Data Stage Developer
Confidential, Cypress, CA
Responsibilities:- Involved in the development phase for business analysis and requirements gathering.
- Coordinated with the team members to translate business requirements into Data Mart design.
- Designed logical and physical models using Erwin data modeling tool.
- Coordinated with the team members to translate business requirements into Data Mart design.
- Created and loaded Data Warehouse tables such as dimensional, fact and aggregate tables using Ascential Data Stage.
- Created Data Stage jobs, batches and job sequences and tuned them for better performance.
- Designed and developed ETL processes using Ascential Data Stage.
- Used extensively ODBC, OraOCI, and Transformer, Sort, Sequential File and Aggregator stages in the jobs.
- Worked with MQ Series for loading, unloading data. Troubleshot channels, queues, services and logs verification. Started and stopped channels.
- Designed the jobs between sources (Oracle database) to Data Warehouse/ Data Marts (MS SQL Server)
Environment: Ascential Data Stage PX 7.5 (Designer, director, manager, and administrator), Quality Stage, Oracle 9i, MS SQL Server, DB2, DB2UDB, MQ Series, AIX and shell scripting.
Data Stage Developer
Confidential
Responsibilities:- Involved in the analysis phase for business analysis and requirements gathering.
- Coordinated with the team members to translate business requirements into Data Mart design.
- Created and loaded Data Warehouse tables such as dimensional, fact and aggregate tables using Ascential Data Stage.
- Worked on modifying the star schema dimensions to meet the current requirements. The granularity of the fact table was set to the most atomic level according to the requirements.
- Worked with parallel extender for heavy load of data transfer.

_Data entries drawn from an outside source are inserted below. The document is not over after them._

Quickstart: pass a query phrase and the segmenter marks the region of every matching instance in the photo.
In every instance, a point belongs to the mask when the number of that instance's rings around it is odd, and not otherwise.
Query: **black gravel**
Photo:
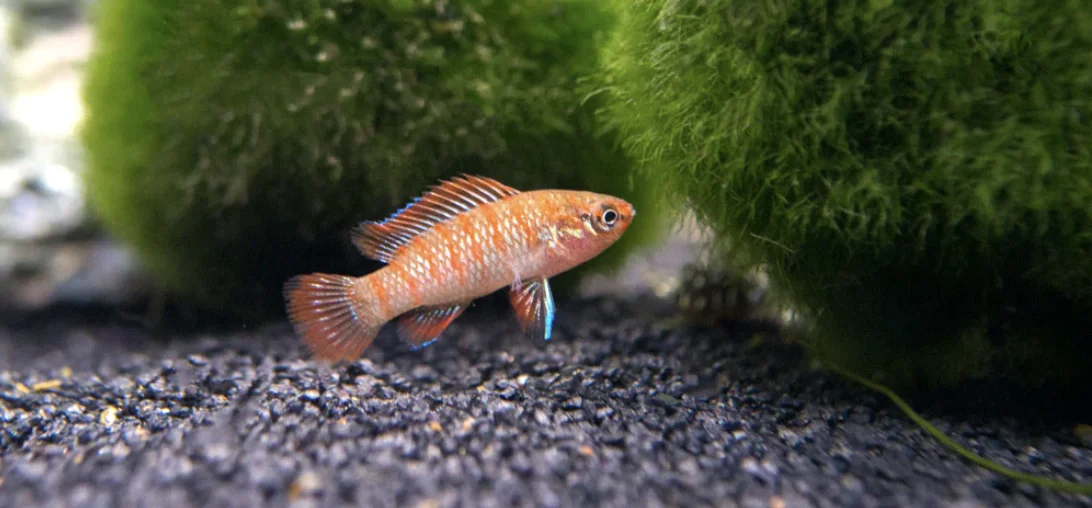
[[[486,305],[423,351],[388,328],[332,369],[287,324],[0,329],[0,504],[1092,506],[957,458],[786,346],[655,300],[559,312],[545,347]],[[1072,422],[926,416],[1010,467],[1092,481]]]

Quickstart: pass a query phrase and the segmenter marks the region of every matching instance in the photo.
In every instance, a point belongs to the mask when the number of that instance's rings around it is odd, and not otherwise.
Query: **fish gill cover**
[[[607,125],[769,265],[817,358],[896,385],[1089,386],[1086,2],[613,5]]]
[[[598,134],[582,77],[598,0],[104,0],[87,73],[90,202],[171,293],[281,311],[291,275],[347,273],[349,228],[457,173],[653,190]],[[353,265],[355,266],[355,265]]]

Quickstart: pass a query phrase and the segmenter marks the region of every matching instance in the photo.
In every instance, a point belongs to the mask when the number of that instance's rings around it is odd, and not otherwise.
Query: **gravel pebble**
[[[286,323],[215,340],[9,325],[0,505],[1092,506],[959,459],[792,348],[671,317],[568,302],[537,347],[483,305],[429,348],[385,329],[337,367]],[[1009,467],[1092,481],[1072,424],[927,416]]]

- Worked with Data Stage Administrator to create/ delete/ edit projects. Worked with DataStage Administrator to tune the memory setting for Read - Cache and Write - Cache
- Worked with Data Stage Administrator to unlock the jobs in case a jobs gets locked-up, and recreated the indexes of the project (Clean-Up)
- Involved in jobs and analyzed scope of application, and defined relationship within and between groups of data, and star schema.

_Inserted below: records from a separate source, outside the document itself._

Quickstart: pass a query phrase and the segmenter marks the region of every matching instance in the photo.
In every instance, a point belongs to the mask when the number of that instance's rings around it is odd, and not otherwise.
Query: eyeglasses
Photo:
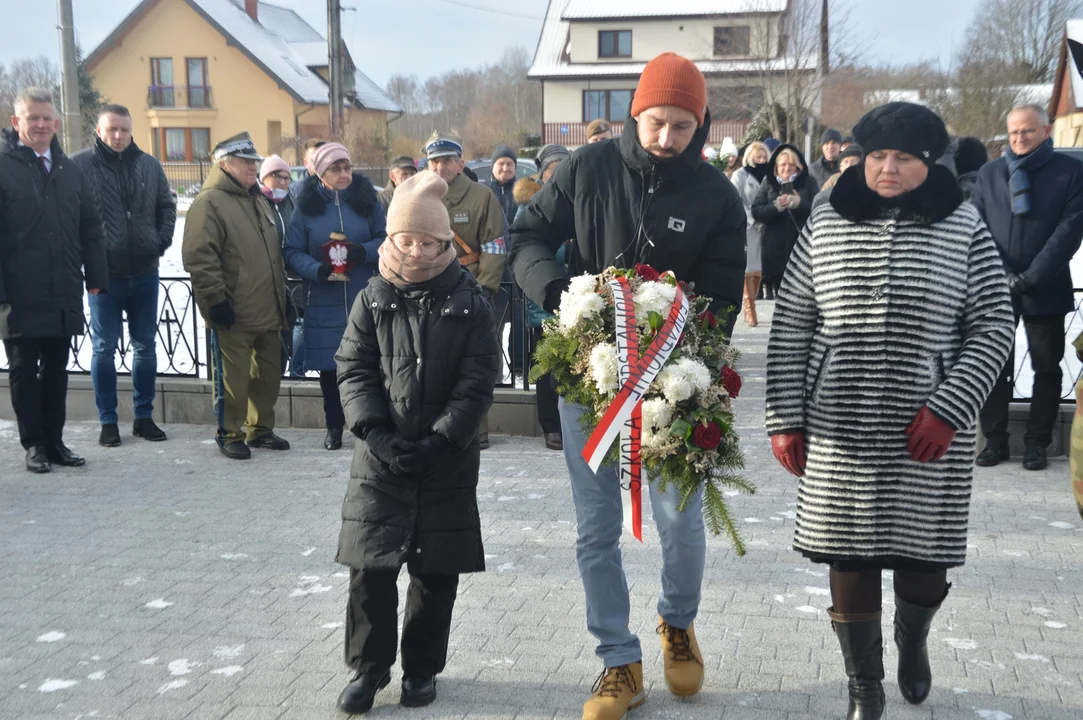
[[[1026,139],[1026,138],[1029,138],[1031,135],[1037,134],[1037,132],[1038,131],[1036,129],[1032,129],[1032,130],[1013,130],[1012,132],[1008,133],[1008,137]]]
[[[288,172],[273,172],[271,173],[271,177],[275,180],[285,180],[287,182],[293,179]]]
[[[421,254],[432,257],[438,254],[446,243],[438,240],[409,240],[403,237],[393,238],[392,241],[399,252],[409,255],[415,247],[421,248]]]

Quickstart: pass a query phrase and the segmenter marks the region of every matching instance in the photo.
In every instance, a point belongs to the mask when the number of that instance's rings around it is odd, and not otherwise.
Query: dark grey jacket
[[[48,176],[18,141],[0,139],[0,339],[81,335],[84,286],[109,289],[94,195],[56,138]]]
[[[71,156],[94,191],[105,231],[109,274],[143,275],[173,244],[177,206],[162,164],[133,142],[121,153],[94,139]]]
[[[485,569],[478,517],[478,427],[500,367],[487,293],[458,262],[400,289],[373,277],[357,296],[338,353],[346,427],[457,448],[418,476],[393,473],[362,441],[354,446],[336,560],[360,570],[412,574]]]
[[[499,183],[496,178],[489,178],[489,182],[485,183],[500,201],[500,208],[504,211],[504,219],[507,220],[508,227],[515,222],[515,215],[519,212],[519,203],[515,200],[515,182],[516,178],[506,183]]]
[[[1054,153],[1029,175],[1029,215],[1012,214],[1003,157],[978,171],[970,201],[989,226],[1005,271],[1026,279],[1029,289],[1016,301],[1016,313],[1063,315],[1075,309],[1068,263],[1083,239],[1083,163]]]

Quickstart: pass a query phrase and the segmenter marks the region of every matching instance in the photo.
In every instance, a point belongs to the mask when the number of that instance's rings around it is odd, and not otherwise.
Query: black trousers
[[[342,396],[338,392],[337,371],[320,370],[320,390],[323,391],[323,418],[327,429],[344,427],[346,414],[342,411]]]
[[[4,350],[19,441],[26,449],[59,444],[64,436],[71,338],[13,338],[4,341]]]
[[[542,328],[530,328],[531,355],[541,342],[542,334]],[[549,373],[538,378],[537,384],[534,385],[534,398],[538,408],[538,424],[541,425],[542,432],[559,435],[560,413],[557,411],[557,388]]]
[[[346,665],[363,675],[382,675],[395,664],[398,576],[396,570],[350,570]],[[444,670],[458,589],[458,575],[410,576],[402,625],[403,675],[431,677]]]
[[[1016,325],[1019,318],[1015,318]],[[1049,447],[1060,408],[1060,361],[1064,358],[1064,316],[1030,315],[1023,317],[1023,327],[1030,345],[1030,366],[1034,369],[1034,390],[1030,414],[1023,437],[1026,445]],[[997,378],[993,392],[981,409],[981,428],[988,440],[1007,440],[1008,404],[1015,386],[1015,348]]]

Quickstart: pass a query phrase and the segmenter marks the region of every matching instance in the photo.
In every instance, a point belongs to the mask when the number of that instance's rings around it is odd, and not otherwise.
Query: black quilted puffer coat
[[[82,335],[84,288],[109,290],[93,193],[56,138],[50,150],[46,176],[0,133],[0,339]]]
[[[478,426],[500,368],[487,293],[453,262],[436,278],[398,288],[373,277],[353,304],[335,360],[346,426],[385,427],[405,440],[433,433],[451,459],[398,475],[354,446],[336,560],[359,570],[412,574],[485,569],[478,516]]]
[[[153,272],[173,244],[177,207],[162,165],[133,142],[116,152],[100,138],[71,156],[83,171],[105,230],[109,274]]]

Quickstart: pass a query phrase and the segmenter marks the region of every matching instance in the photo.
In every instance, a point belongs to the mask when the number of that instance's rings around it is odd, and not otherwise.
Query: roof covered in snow
[[[789,0],[568,0],[562,20],[695,17],[783,12]]]
[[[90,67],[114,47],[150,5],[143,0],[102,43],[87,56]],[[260,2],[256,15],[248,16],[244,0],[185,0],[257,66],[276,80],[296,100],[326,105],[327,82],[315,71],[327,66],[327,39],[289,8]],[[322,50],[321,50],[322,47]],[[369,110],[402,112],[402,108],[364,73],[355,71],[358,104]]]
[[[530,78],[580,78],[580,77],[637,77],[646,67],[646,62],[604,62],[572,63],[570,60],[569,26],[571,20],[601,18],[600,7],[608,13],[604,17],[673,17],[681,15],[678,10],[689,10],[684,15],[718,15],[741,12],[737,8],[746,6],[758,9],[771,8],[783,12],[789,0],[550,0],[542,25],[538,47],[534,51],[534,62],[527,77]],[[664,8],[656,12],[656,7]],[[711,12],[701,12],[708,8]],[[729,8],[729,9],[724,9]],[[694,12],[691,12],[695,10]],[[639,13],[638,15],[635,13]],[[696,60],[696,67],[705,74],[747,73],[764,70],[764,61],[760,59]],[[769,61],[770,71],[784,70],[798,66],[804,70],[815,70],[816,58],[809,56],[799,63],[793,58],[776,58]]]

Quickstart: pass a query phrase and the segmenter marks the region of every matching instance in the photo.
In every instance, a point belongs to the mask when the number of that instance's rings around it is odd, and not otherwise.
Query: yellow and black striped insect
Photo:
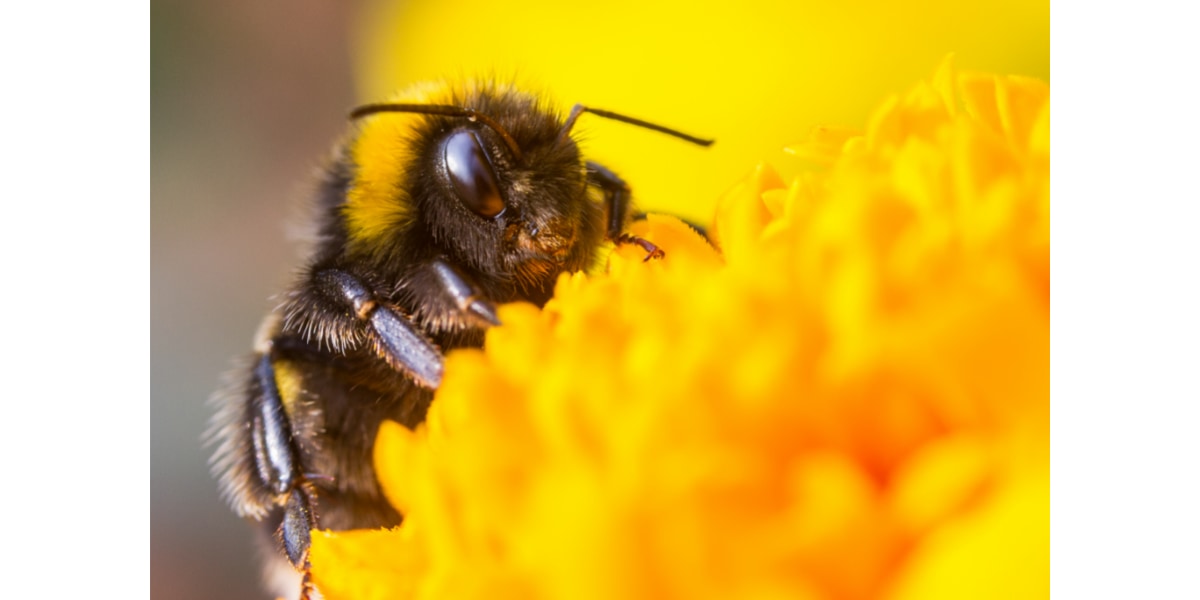
[[[263,523],[278,566],[304,575],[280,593],[309,595],[311,529],[400,523],[375,478],[376,431],[424,419],[443,352],[480,346],[497,303],[544,304],[605,239],[661,255],[625,233],[628,186],[580,155],[584,113],[712,143],[582,105],[563,118],[482,83],[351,114],[318,183],[313,250],[214,396],[223,496]]]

Environment: Ascential Data Stage 6.0 (DS Designer, DS Director, DS Manager, and DS Administrator), Oracle 8i, DB2, flat files, PL/ SQL, Windows NT 4.0, UNIX (Korn Scripts), and SQL* Loader.
Oracle Developer
Confidential
Responsibilities:- Developed Oracle SQL, PL/SQL code based on requests raised by changes in business logic, norms and standards.
- Developed Unit, system and performance Test Plans.
- Performed Unit Testing and Quality Assurance activities on the codes developed by various team members.
- Designed custom performance reports for UK, China, and India using WebTrends tool from webserver logs for business and management.
- As a part of the Infinity project, modified Oracle procedures for downloading data from Financial, and SQL Loader scripts for uploading into database.
- Prepared MIS reports for Infinity applications system regarding status of Change Requests coming from business or proactive changes initiated by the team.
- Also worked with Database Admin to create appropriate indexes for faster execution of jobs.
- Developed UNIX shell scripts to automate the Data Load processes to the target Data warehouse.